DBNull string field handling
Let’s say for the sake of argument that you are using a SQL Server Compact database in your C# .NET application, and your User table has nvarchar fields that are nullable, and your User class doesn’t care if those fields are null, it just wants empty strings instead.
Sadly to say, you are eventually going to end up with nulls in those fields, and as a result, if you use a SqlCeDataReader to step through a record set, this kind of stuff will (at some point) give you a runtime error:
myUser.UserName = (string)dataReader["UserName"]); |
So I started looking for the best way to handle this problem.
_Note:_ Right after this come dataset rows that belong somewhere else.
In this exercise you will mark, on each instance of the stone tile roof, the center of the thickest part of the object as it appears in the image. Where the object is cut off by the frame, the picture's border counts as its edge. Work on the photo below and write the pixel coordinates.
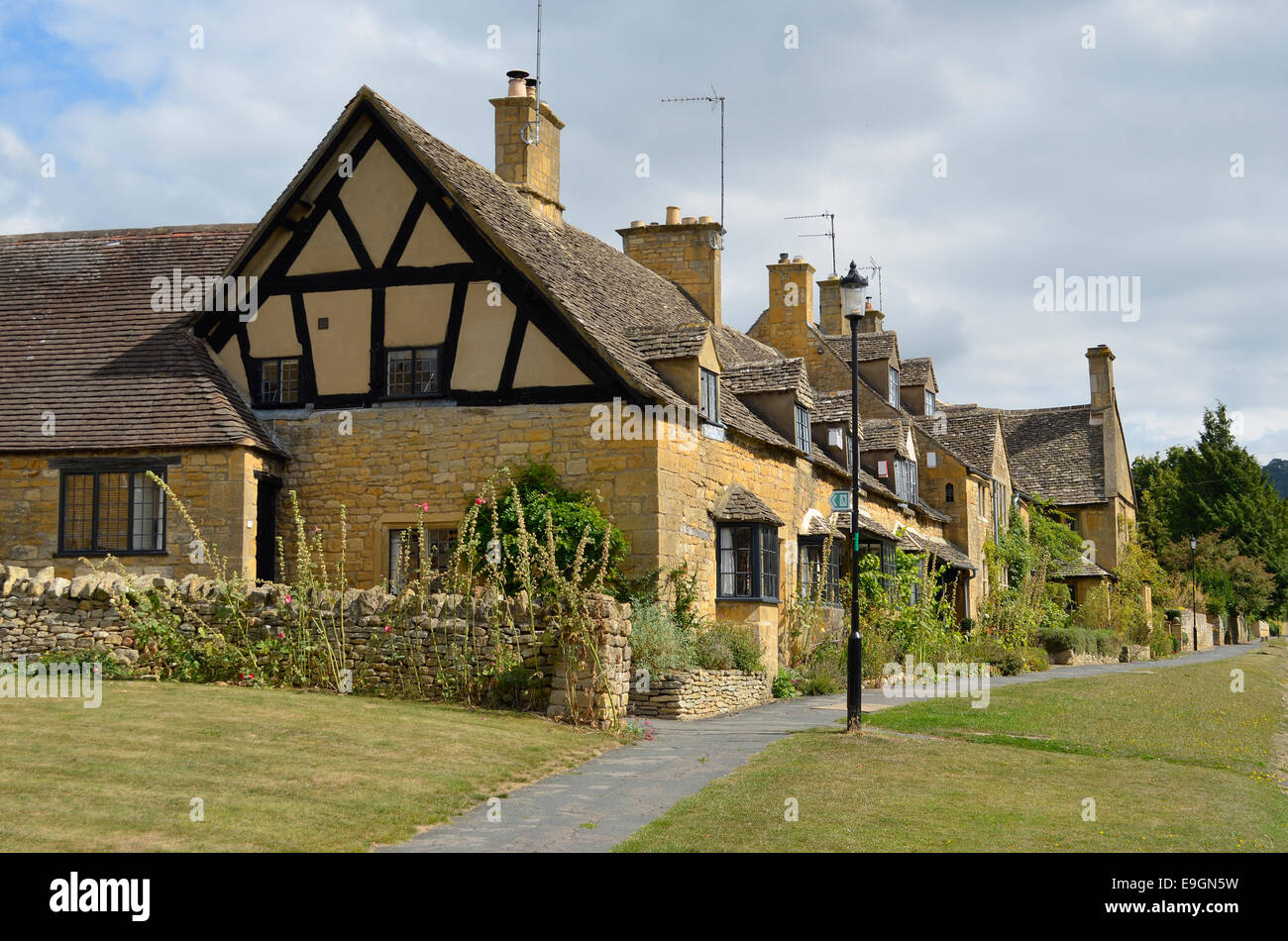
(936, 546)
(772, 376)
(606, 296)
(871, 345)
(833, 408)
(970, 435)
(866, 524)
(671, 344)
(885, 434)
(80, 340)
(1078, 570)
(917, 372)
(739, 505)
(1055, 454)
What I didn’t want to do was this for every single string field assignment:
myUser.UserName = (System.DBNull.Value == dataReader["UserName"] ? "" : dataReader["UserName"]); |
This seems a bit wasteful to me, as the data reader is accessed twice. Sure, I could have encapsulated this into a function to pretty up the code a bit, but that would just be hiding the ugliness. Then, it occurred to me to try the Convert class to see what would happen, and it turns out that this code knows how to convert a DBNull to an empty string:
myUser.UserName = Convert.ToString(dataReader["UserName"]); |
The Convert class may in fact do the same thing as I have shown above, but I would hope that Microsoft would make their built in function better than something that I would just hack together.
BTW, I hope everyone out there has voted, this is an important election. (Finally, tomorrow I can watch TV or get the mail without being bombarded by increasingly stupider campaign and “issue” advertisements.)